E in questa tensione sta il fascino di ogni essere vivente, di ogni immagine, di ogni opera. 

Che poi è l’antico contrasto oriente/occidente: oriente= flusso processo ápeiron indefinito indifferenziato divenire / vs occidente = ontologia distinzione volontà identità essere (come perdersi il magistrale François Jullien di "Essere o vivere"?)

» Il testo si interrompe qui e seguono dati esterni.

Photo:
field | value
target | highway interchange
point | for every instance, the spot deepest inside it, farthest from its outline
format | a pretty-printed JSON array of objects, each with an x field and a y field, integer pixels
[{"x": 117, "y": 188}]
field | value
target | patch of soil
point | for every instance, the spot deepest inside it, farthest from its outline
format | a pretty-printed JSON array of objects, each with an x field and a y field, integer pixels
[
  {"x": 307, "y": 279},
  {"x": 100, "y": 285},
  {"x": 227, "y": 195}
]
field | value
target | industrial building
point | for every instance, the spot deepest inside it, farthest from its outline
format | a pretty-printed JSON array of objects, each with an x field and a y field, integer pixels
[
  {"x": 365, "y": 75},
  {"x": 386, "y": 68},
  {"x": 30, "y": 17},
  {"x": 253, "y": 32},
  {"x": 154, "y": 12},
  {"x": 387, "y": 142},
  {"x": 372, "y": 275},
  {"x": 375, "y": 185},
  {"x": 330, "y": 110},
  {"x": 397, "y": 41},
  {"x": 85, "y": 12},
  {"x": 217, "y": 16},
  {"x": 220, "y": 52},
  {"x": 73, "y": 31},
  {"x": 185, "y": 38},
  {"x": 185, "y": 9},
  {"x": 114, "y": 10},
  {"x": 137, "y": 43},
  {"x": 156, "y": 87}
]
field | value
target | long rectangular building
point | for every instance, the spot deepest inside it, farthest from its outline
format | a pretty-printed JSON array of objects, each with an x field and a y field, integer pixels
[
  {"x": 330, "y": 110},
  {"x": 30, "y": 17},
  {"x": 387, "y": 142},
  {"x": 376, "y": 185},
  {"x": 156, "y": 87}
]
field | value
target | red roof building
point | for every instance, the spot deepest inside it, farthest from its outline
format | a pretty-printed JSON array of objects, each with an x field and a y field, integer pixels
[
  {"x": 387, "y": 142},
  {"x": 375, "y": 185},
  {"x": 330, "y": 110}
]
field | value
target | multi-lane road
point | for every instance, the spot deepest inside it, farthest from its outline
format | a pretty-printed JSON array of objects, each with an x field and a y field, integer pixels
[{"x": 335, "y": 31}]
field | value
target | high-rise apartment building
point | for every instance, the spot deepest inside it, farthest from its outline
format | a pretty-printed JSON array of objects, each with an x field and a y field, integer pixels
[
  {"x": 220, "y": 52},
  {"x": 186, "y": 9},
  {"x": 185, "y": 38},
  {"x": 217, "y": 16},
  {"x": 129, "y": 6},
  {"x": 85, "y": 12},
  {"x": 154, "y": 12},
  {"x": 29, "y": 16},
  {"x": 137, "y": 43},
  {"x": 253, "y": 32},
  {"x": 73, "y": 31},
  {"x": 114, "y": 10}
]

Per quanto la fisica, la riproduzione e la tecnologia ci stiano oggi facendo indubbiamente avvicinare e prendere (vivaddio) contatto con un approccio olistico e fluido tipico orientale, io non per questo butterei a mare Aristotele Platone Cartesio Kant… e quella sfida, quell’antico sogno, tracotante eccessivo superbo folle tragico, di elevarsi da una umanità orizzontale e indistinta (col tutto, la natura, gli altri) all’essere Dio. Sapendo bene di sfidare, inutilmente, i limiti e provocare l’hybris, oggi ancora più che in qualunque altra epoca! ché trovarsi in mezzo a 7 miliardi e passa di persone che partoriscono miliardi di miliardi di immagini, parole, senso opere… ci illude sempre meno della nostra unicità e ci ancora, giustamente, al sentirci parte di un tutto. Eppure perché privarsi anche solo dell’unica improbabile probabilità del sogno, dell'immaginazione? Solo perché è irragionevole?

Dunque l’immagine nel mondo postmediale certo entra nel flusso, si perde in esso, non può più dimenticare di esserne parte… eppure, a mio avviso, conserva - anche solo in una infinitesima parte di sé -  quel sogno, aspirazione, pretesa divina di unicità, colta appunto nel fermare quel flusso, fermo immagine.
E in questa tensione di opposti si gioca la vita, l'eros, si gioca l’arte.